Projekt.
geschichte

Bereits 1862 plante der damalige Regierungsbaumeister James Hobrecht auf dem Gebiet der heutigen Europacity ein städtisches Quartier mit einer repräsentativ verbreiterten Heidestraße und einem zentralen Schmuckplatz. Im Zuge der dynamischen Industrialisierung der Gründerzeit fiel diese Planung allerdings rasch dem notwendigen Ausbau der Verkehrsinfrastruktur zum Opfer: 1868 wurde der Lehrter Bahnhof südlich der Heidestraße in Betrieb genommen und nördlich davon entstanden ausgedehnte Anlagen für Güterumschlag und Bahnbetrieb.


Von der Mauer ins Abseits gestellt

Während des Zweiten Weltkrieg wurden große Teile der Bahnanlagen zerstört. Mit dem Mauerbau 1961 geriet das Areal dann zunehmend in eine West-Berliner Randlage. Die Heidestraße wurde zur bloßen Verbindungsstraße zwischen den nördlichen und südlichen Stadtteilen West-Berlins. 1983 entstand dann auf der sie umgebenden Brache ein Containerbahnhof, der für den eingeschlossenen Westteil Berlins wichtige logistische Funktionen erfüllte. Ende 2003 wurde der innerstädtische Containerbahnhof wieder aufgegeben, seineFunktionen von einem neuen Güterverkehrszentrum übernommen.


Kulturelle Wiederbelebung

Erst mit der Eröffnung des Hauptbahnhofs Mitte 2006 rückte das Areal um die Heidestraße erneut ins Zentrum der Stadt. Die Gegend um den Hamburger Bahnhof hatte sich schon früher zum prominenten Kulturstandort entwickelt. Von 1990 bis 1996 wurden die erhaltenen Teile des Bahnhofsgebäudes rekonstruiert und erweitert, 1996 zog schließlich das Museum für Gegenwart in die neuen Räume. Und seit 2008 wird in der angrenzenden Rieck-Halle, einem einstigen Güterschuppen, die „Friedrich Christian Flick Collection“ gezeigt.

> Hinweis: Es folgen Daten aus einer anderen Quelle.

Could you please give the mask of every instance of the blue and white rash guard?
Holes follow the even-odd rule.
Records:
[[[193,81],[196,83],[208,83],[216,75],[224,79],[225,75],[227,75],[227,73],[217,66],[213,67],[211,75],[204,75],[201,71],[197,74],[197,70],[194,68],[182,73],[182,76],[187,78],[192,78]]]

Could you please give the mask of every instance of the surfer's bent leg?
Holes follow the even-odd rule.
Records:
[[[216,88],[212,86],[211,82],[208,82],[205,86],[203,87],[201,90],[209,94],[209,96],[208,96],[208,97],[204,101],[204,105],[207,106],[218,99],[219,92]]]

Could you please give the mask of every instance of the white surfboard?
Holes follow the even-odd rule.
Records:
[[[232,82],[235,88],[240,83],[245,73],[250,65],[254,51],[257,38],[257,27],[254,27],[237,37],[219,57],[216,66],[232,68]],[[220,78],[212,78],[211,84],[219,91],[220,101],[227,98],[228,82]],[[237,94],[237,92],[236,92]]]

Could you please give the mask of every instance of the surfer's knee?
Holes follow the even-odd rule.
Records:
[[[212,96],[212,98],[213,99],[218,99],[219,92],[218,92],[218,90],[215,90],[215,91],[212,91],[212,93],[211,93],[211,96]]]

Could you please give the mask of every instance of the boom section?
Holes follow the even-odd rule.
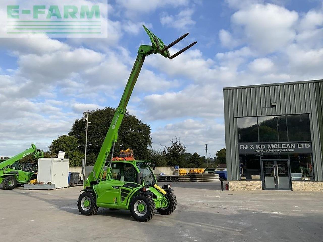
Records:
[[[147,55],[151,54],[160,54],[164,57],[172,59],[184,51],[188,49],[196,43],[193,42],[171,56],[168,49],[183,39],[188,35],[186,34],[173,41],[168,45],[166,45],[161,39],[153,34],[145,26],[143,26],[151,42],[151,45],[141,45],[138,50],[138,55],[130,74],[126,87],[123,92],[118,107],[117,108],[112,121],[109,127],[107,135],[101,147],[100,152],[94,164],[93,169],[90,174],[88,179],[84,181],[85,187],[90,187],[98,183],[102,177],[103,168],[106,164],[109,154],[112,149],[113,153],[113,144],[117,141],[118,138],[118,132],[122,120],[126,112],[126,108],[129,100],[132,93],[133,88],[138,78],[140,70],[143,64],[145,58]],[[111,154],[111,157],[113,154]]]
[[[31,148],[30,148],[27,150],[23,151],[21,153],[19,153],[18,155],[16,155],[15,156],[13,156],[7,160],[6,160],[0,163],[0,170],[9,166],[11,166],[16,161],[19,160],[26,156],[28,156],[29,154],[33,153],[35,153],[34,155],[35,157],[37,158],[43,157],[43,152],[37,150],[36,146],[35,145],[33,144],[31,145]]]
[[[140,50],[141,49],[140,48]],[[101,177],[107,159],[111,151],[113,143],[117,142],[118,130],[124,115],[127,111],[127,106],[136,82],[138,78],[138,76],[142,66],[146,55],[145,53],[143,54],[139,53],[137,56],[123,94],[112,119],[112,122],[110,125],[103,144],[100,150],[100,152],[94,164],[93,170],[89,176],[88,180],[86,181],[86,182],[92,183],[97,181]],[[87,186],[89,185],[88,184],[85,184]]]

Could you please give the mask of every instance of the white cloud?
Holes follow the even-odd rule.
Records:
[[[288,48],[287,54],[291,71],[307,79],[322,79],[323,48],[305,50],[294,45]]]
[[[238,40],[234,39],[230,32],[224,29],[219,32],[219,38],[223,46],[230,49],[236,47],[240,44]]]
[[[144,98],[145,116],[149,119],[221,116],[222,90],[215,85],[190,85],[178,92],[152,94]]]
[[[91,103],[75,103],[72,105],[72,107],[73,111],[78,113],[83,113],[83,112],[86,112],[88,110],[95,110],[102,108],[97,104]]]
[[[301,20],[299,30],[314,29],[323,25],[323,13],[311,10],[307,12]]]
[[[271,4],[255,4],[235,13],[232,23],[244,28],[247,43],[264,53],[278,50],[292,42],[298,18],[295,11]]]
[[[163,26],[172,27],[178,29],[186,29],[190,25],[194,25],[196,22],[192,19],[194,13],[193,9],[181,11],[176,15],[170,15],[164,12],[161,17],[161,23]]]
[[[182,121],[169,123],[152,134],[153,147],[158,149],[160,145],[170,145],[170,140],[175,136],[186,146],[187,152],[197,152],[205,156],[205,144],[208,144],[208,154],[214,157],[215,153],[224,147],[224,127],[212,119],[201,121],[188,119]]]
[[[126,9],[129,17],[136,17],[139,15],[153,12],[157,8],[165,6],[178,7],[187,5],[189,0],[117,0],[117,4]]]
[[[272,71],[274,63],[268,58],[256,59],[249,63],[249,68],[255,72],[269,72]]]
[[[131,20],[128,20],[122,24],[123,29],[127,33],[130,33],[134,35],[138,35],[142,31],[142,25],[149,28],[152,28],[152,25],[151,24],[147,24],[144,22],[138,22],[134,23]]]

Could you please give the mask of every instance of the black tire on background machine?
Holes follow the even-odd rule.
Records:
[[[10,181],[12,181],[13,183],[12,186],[10,186]],[[3,180],[2,182],[2,187],[5,189],[7,190],[11,190],[13,189],[17,186],[17,180],[15,178],[14,176],[7,176]]]

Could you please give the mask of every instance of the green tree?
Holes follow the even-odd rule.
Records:
[[[181,142],[180,138],[175,137],[171,140],[172,143],[169,147],[164,146],[165,148],[161,151],[166,159],[167,165],[169,166],[179,166],[181,167],[186,167],[184,154],[186,152],[186,147]]]
[[[58,136],[49,147],[51,153],[57,156],[58,151],[64,151],[65,157],[69,159],[70,166],[80,166],[84,155],[78,150],[78,140],[72,136],[64,135]]]
[[[220,149],[215,153],[215,155],[216,156],[216,162],[218,164],[226,164],[225,148]]]
[[[153,149],[148,150],[148,157],[147,159],[156,163],[157,166],[165,166],[167,165],[166,159],[161,151]]]
[[[197,152],[194,152],[191,157],[190,163],[192,165],[190,166],[197,168],[200,167],[202,163],[201,158]]]
[[[107,107],[89,113],[89,121],[91,123],[88,130],[87,166],[93,166],[95,162],[115,112],[115,109]],[[50,147],[53,154],[59,151],[65,151],[66,157],[73,157],[70,162],[71,166],[80,166],[84,157],[86,123],[83,119],[86,115],[75,120],[68,135],[59,137]],[[130,148],[133,150],[136,159],[148,159],[150,155],[148,147],[151,145],[150,133],[149,125],[127,113],[119,129],[114,156],[117,156],[121,150]]]

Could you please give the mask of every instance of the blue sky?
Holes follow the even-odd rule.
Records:
[[[173,53],[198,43],[171,60],[147,57],[128,110],[151,126],[154,148],[176,136],[202,155],[207,143],[214,156],[225,146],[224,87],[322,79],[322,8],[318,0],[111,0],[107,38],[0,38],[0,155],[31,143],[47,150],[84,111],[116,107],[139,45],[149,44],[144,24],[166,44],[189,32]]]

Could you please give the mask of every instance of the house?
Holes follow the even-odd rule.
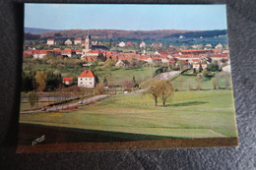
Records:
[[[63,81],[63,84],[65,85],[73,85],[73,78],[63,78],[62,79]]]
[[[151,45],[152,45],[152,46],[155,46],[155,47],[161,47],[161,46],[162,46],[162,43],[158,42],[158,43],[152,43]]]
[[[74,43],[75,43],[75,45],[82,44],[82,38],[76,38]]]
[[[76,52],[70,48],[66,48],[64,50],[60,50],[61,55],[66,55],[69,58],[76,56]]]
[[[65,45],[72,45],[72,40],[67,39],[64,43],[65,43]]]
[[[193,48],[193,49],[200,49],[200,48],[202,48],[202,47],[203,47],[202,44],[194,44],[194,45],[191,45],[191,48]]]
[[[202,66],[203,70],[207,68],[206,63],[195,63],[195,64],[193,64],[193,69],[199,70],[200,65]]]
[[[212,59],[214,61],[228,60],[228,54],[215,54]]]
[[[132,46],[133,43],[129,41],[129,42],[126,42],[125,45],[126,45],[126,46]]]
[[[79,87],[93,88],[96,85],[96,79],[95,74],[91,70],[85,70],[78,77]]]
[[[115,67],[125,67],[124,62],[122,60],[119,60],[118,62],[115,63]]]
[[[178,38],[179,38],[179,39],[183,39],[183,38],[185,38],[185,36],[183,36],[183,35],[179,35]]]
[[[47,45],[54,45],[54,39],[47,39]]]
[[[146,45],[147,45],[147,44],[146,44],[144,41],[142,41],[142,42],[140,43],[140,48],[145,48]]]
[[[217,44],[216,46],[215,46],[215,49],[222,49],[224,46],[221,44],[221,43],[219,43],[219,44]]]
[[[46,50],[34,50],[32,52],[32,58],[34,59],[42,59],[47,54]]]
[[[118,46],[119,46],[119,47],[125,47],[125,42],[124,42],[124,41],[119,42],[119,43],[118,43]]]
[[[204,49],[212,49],[212,45],[210,43],[208,43],[208,44],[205,45]]]

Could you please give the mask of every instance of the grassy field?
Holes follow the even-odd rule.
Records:
[[[20,121],[175,138],[237,136],[231,90],[177,91],[166,107],[147,95],[112,96],[77,111],[22,114]]]

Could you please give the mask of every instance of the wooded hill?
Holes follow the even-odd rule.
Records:
[[[112,40],[145,40],[145,39],[167,39],[183,35],[185,37],[214,37],[226,34],[226,29],[223,30],[118,30],[118,29],[67,29],[50,32],[42,32],[37,38],[85,38],[90,32],[93,39],[112,39]],[[31,35],[31,33],[26,33]],[[25,36],[26,38],[27,36]]]

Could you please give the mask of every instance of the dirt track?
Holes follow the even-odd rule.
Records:
[[[17,152],[60,152],[236,146],[236,138],[174,139],[140,134],[20,124]],[[41,142],[32,141],[45,136]]]

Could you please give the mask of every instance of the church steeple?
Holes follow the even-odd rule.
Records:
[[[86,51],[90,51],[90,39],[91,39],[91,36],[90,36],[89,30],[88,30],[87,37],[85,40]]]

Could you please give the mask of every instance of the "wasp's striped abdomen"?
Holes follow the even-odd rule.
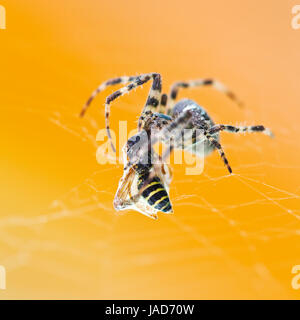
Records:
[[[148,178],[149,174],[142,174],[139,177],[138,189],[143,186],[143,182]],[[162,212],[171,212],[172,206],[166,188],[163,186],[158,177],[154,177],[142,192],[142,197],[154,209]]]

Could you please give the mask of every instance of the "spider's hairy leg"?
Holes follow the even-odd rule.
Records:
[[[162,88],[161,75],[159,73],[152,73],[151,77],[153,79],[152,86],[150,88],[144,109],[138,121],[139,131],[143,128],[147,119],[149,119],[149,117],[151,117],[154,112],[157,112],[160,109]],[[165,99],[165,97],[163,99]]]
[[[269,137],[274,137],[273,132],[262,125],[255,125],[255,126],[232,126],[227,124],[217,124],[213,126],[210,130],[210,134],[214,134],[219,131],[227,131],[231,133],[256,133],[261,132]]]
[[[227,160],[227,158],[225,156],[225,152],[223,151],[223,148],[222,148],[221,144],[214,137],[212,137],[209,133],[204,132],[204,135],[206,136],[208,141],[211,143],[211,145],[218,150],[218,152],[219,152],[219,154],[220,154],[225,166],[227,167],[229,173],[232,173],[232,169],[231,169],[231,167],[230,167],[230,165],[228,163],[228,160]]]
[[[124,94],[130,92],[132,89],[135,89],[138,86],[143,85],[144,83],[148,82],[149,80],[153,79],[152,87],[150,89],[148,99],[144,110],[146,109],[147,112],[151,113],[151,107],[158,106],[160,100],[160,92],[161,92],[161,76],[158,73],[145,73],[135,77],[135,79],[130,82],[127,86],[115,91],[113,94],[106,98],[105,102],[105,125],[107,136],[111,141],[111,147],[114,152],[116,152],[116,148],[112,143],[110,128],[109,128],[109,115],[110,115],[110,104],[112,101],[117,99],[118,97],[123,96]]]
[[[167,110],[168,113],[174,107],[179,88],[187,89],[187,88],[205,87],[205,86],[211,86],[215,90],[225,93],[230,99],[235,101],[239,106],[242,106],[242,102],[223,83],[214,79],[197,79],[197,80],[190,80],[190,81],[175,82],[171,86],[170,99],[169,99],[169,105]]]
[[[84,106],[80,112],[80,117],[84,116],[84,114],[86,113],[86,111],[87,111],[88,107],[90,106],[90,104],[92,103],[92,101],[96,98],[96,96],[100,92],[104,91],[107,87],[117,85],[117,84],[125,84],[125,83],[133,81],[136,78],[137,78],[137,76],[124,76],[124,77],[109,79],[109,80],[101,83],[98,86],[98,88],[93,91],[93,93],[91,94],[91,96],[89,97],[87,102],[84,104]]]

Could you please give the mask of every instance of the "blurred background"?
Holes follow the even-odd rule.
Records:
[[[1,0],[0,299],[299,299],[300,30],[295,1]],[[174,165],[174,215],[120,215],[121,164],[96,161],[98,84],[159,72],[216,78],[180,91],[218,123],[264,124],[276,137],[222,134],[233,168],[213,154],[200,176]],[[149,84],[111,108],[128,130]],[[116,88],[114,88],[115,90]]]

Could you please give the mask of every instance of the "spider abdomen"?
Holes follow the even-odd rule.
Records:
[[[200,131],[207,130],[213,127],[215,123],[204,108],[202,108],[195,101],[190,99],[182,99],[178,103],[176,103],[171,111],[170,116],[176,119],[188,110],[192,114],[189,127],[191,128],[191,130],[193,130],[193,132],[191,134],[192,138],[190,140],[186,139],[189,142],[184,143],[183,149],[193,154],[196,154],[199,157],[206,157],[213,150],[215,150],[215,146],[213,146],[209,140],[203,140],[203,135],[198,136],[196,133],[196,129]],[[219,141],[218,133],[212,134],[212,137]],[[183,141],[185,141],[184,137]],[[201,144],[201,146],[199,146],[199,144]]]

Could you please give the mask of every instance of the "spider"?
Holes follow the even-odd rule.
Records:
[[[139,76],[118,77],[102,83],[92,93],[80,113],[81,117],[84,116],[93,99],[108,86],[127,84],[106,98],[105,123],[113,151],[116,151],[116,148],[112,143],[109,126],[111,103],[150,80],[152,80],[152,86],[138,120],[138,133],[131,137],[123,148],[124,173],[116,193],[114,207],[116,210],[132,208],[147,216],[157,218],[158,211],[165,213],[172,212],[168,194],[171,170],[164,163],[164,160],[173,149],[188,150],[197,156],[204,157],[217,150],[227,170],[229,173],[232,173],[232,169],[220,143],[219,133],[221,131],[230,133],[261,132],[269,136],[273,136],[273,134],[263,125],[233,126],[215,124],[205,109],[193,100],[182,99],[176,103],[180,88],[211,86],[217,91],[226,94],[238,105],[241,105],[235,94],[219,81],[198,79],[175,82],[171,86],[170,94],[167,95],[165,93],[162,94],[161,75],[159,73],[147,73]],[[191,129],[192,133],[190,139],[185,139],[183,142],[179,134],[184,129]],[[155,130],[155,134],[152,133],[153,130]],[[199,140],[199,136],[202,139]],[[170,148],[162,157],[157,155],[152,149],[153,144],[158,140],[166,144],[170,144],[171,141]],[[196,146],[199,143],[204,144],[204,155],[197,152],[199,148],[196,148]],[[157,160],[159,165],[154,165],[154,163],[157,163]]]

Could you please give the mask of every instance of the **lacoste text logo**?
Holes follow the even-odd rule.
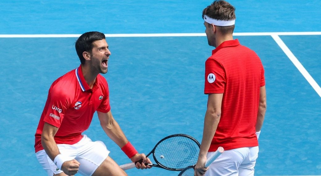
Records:
[[[59,119],[60,119],[60,117],[59,116],[56,116],[56,115],[54,114],[51,114],[51,113],[50,113],[50,114],[49,115],[49,116],[50,116],[50,117],[54,117],[54,118],[56,119],[57,120],[59,120]]]

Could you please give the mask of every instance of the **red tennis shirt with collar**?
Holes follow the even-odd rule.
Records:
[[[205,63],[204,93],[223,93],[221,117],[209,151],[258,146],[255,125],[264,70],[253,51],[225,41]]]
[[[51,85],[35,135],[36,152],[43,149],[41,135],[45,122],[59,128],[54,138],[57,144],[73,144],[82,138],[82,133],[89,127],[96,110],[110,110],[106,79],[98,74],[91,89],[81,69],[81,65]]]

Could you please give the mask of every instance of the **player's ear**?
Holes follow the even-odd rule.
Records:
[[[89,52],[84,51],[82,53],[82,56],[85,59],[89,60],[90,60],[90,53]]]

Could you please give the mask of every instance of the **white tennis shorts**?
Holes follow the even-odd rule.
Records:
[[[253,176],[258,146],[225,150],[210,165],[206,176]],[[214,152],[208,152],[208,157]]]
[[[69,157],[69,160],[75,159],[80,163],[78,173],[82,175],[92,175],[110,152],[102,142],[99,140],[93,142],[86,135],[74,144],[57,145],[60,153]],[[36,153],[36,156],[48,176],[52,176],[63,172],[54,163],[44,150]]]

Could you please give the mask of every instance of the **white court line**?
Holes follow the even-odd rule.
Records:
[[[2,34],[0,38],[52,38],[78,37],[81,34]],[[276,32],[234,33],[234,36],[270,36],[275,40],[290,60],[294,64],[307,80],[321,97],[321,88],[302,64],[294,56],[279,36],[321,35],[321,32]],[[106,37],[144,37],[205,36],[205,33],[169,33],[155,34],[105,34]]]
[[[56,38],[78,37],[81,34],[1,34],[0,38]],[[321,35],[321,32],[235,32],[235,36],[299,36]],[[155,34],[105,34],[107,37],[187,37],[205,36],[205,33],[168,33]]]
[[[297,58],[295,57],[294,54],[292,53],[289,48],[284,43],[283,41],[277,35],[271,35],[273,39],[275,40],[276,43],[279,45],[282,50],[283,51],[285,54],[288,56],[290,60],[292,62],[294,66],[296,67],[299,71],[301,72],[303,76],[305,78],[305,79],[308,81],[309,83],[310,84],[312,87],[314,89],[314,90],[317,92],[317,93],[319,94],[319,96],[321,97],[321,88],[318,84],[317,82],[314,80],[312,76],[309,74],[307,70],[302,65],[302,64],[300,62],[300,61],[298,60]]]

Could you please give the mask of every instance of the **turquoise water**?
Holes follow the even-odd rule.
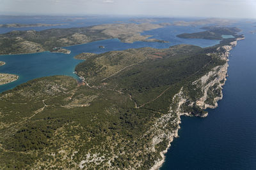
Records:
[[[188,27],[187,31],[189,31]],[[133,43],[124,43],[118,39],[111,39],[92,43],[67,46],[65,48],[71,50],[70,54],[51,53],[45,52],[37,53],[6,55],[0,55],[0,60],[6,62],[6,64],[0,67],[0,73],[18,74],[19,78],[8,84],[0,85],[0,92],[11,89],[18,85],[25,83],[34,78],[52,75],[67,75],[77,78],[76,74],[72,73],[76,66],[82,62],[76,60],[74,57],[82,52],[104,53],[113,50],[124,50],[129,48],[150,46],[156,48],[166,48],[171,45],[178,44],[189,43],[198,45],[202,47],[212,46],[219,43],[216,40],[193,39],[189,42],[186,39],[180,39],[175,41],[173,38],[179,32],[174,32],[177,29],[175,27],[169,27],[165,29],[154,30],[156,32],[161,32],[158,38],[161,39],[170,41],[168,43],[160,43],[156,42],[136,41]],[[158,31],[157,31],[158,30]],[[148,32],[152,34],[154,32]],[[180,32],[186,31],[186,29]],[[99,48],[99,46],[102,45],[105,48]]]
[[[235,38],[232,35],[222,35],[221,37],[223,38]]]
[[[219,106],[209,110],[207,118],[182,118],[180,137],[172,143],[162,170],[256,169],[256,36],[248,33],[253,27],[248,27],[242,28],[246,39],[239,41],[231,51],[229,76]],[[0,60],[6,64],[0,67],[0,73],[17,74],[20,78],[0,86],[0,92],[42,76],[65,74],[76,78],[72,72],[81,60],[73,57],[81,52],[99,53],[143,46],[163,48],[182,43],[207,46],[219,42],[175,36],[200,31],[199,27],[168,26],[143,33],[169,41],[169,43],[138,41],[129,44],[113,39],[67,47],[71,50],[70,54],[46,52],[1,55]],[[99,45],[106,48],[99,48]]]
[[[219,106],[201,118],[182,117],[161,170],[256,169],[256,36],[231,50]]]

Die Wiederentdeckung des Hobrecht-Plans

Das heutige städtebauliche Konzept für die Europacity auf Grundlage des Masterplans von 2009 nimmt die ursprüngliche Planung James Hobrechts in modifizierter Form wieder auf. Angepasst an die Anforderungen des 21. Jahrhunderts entsteht hier ein neues Quartier in der Tradition der „Berliner Mischung“ als Nutzungsmix aus Wohnen und Gewerbe.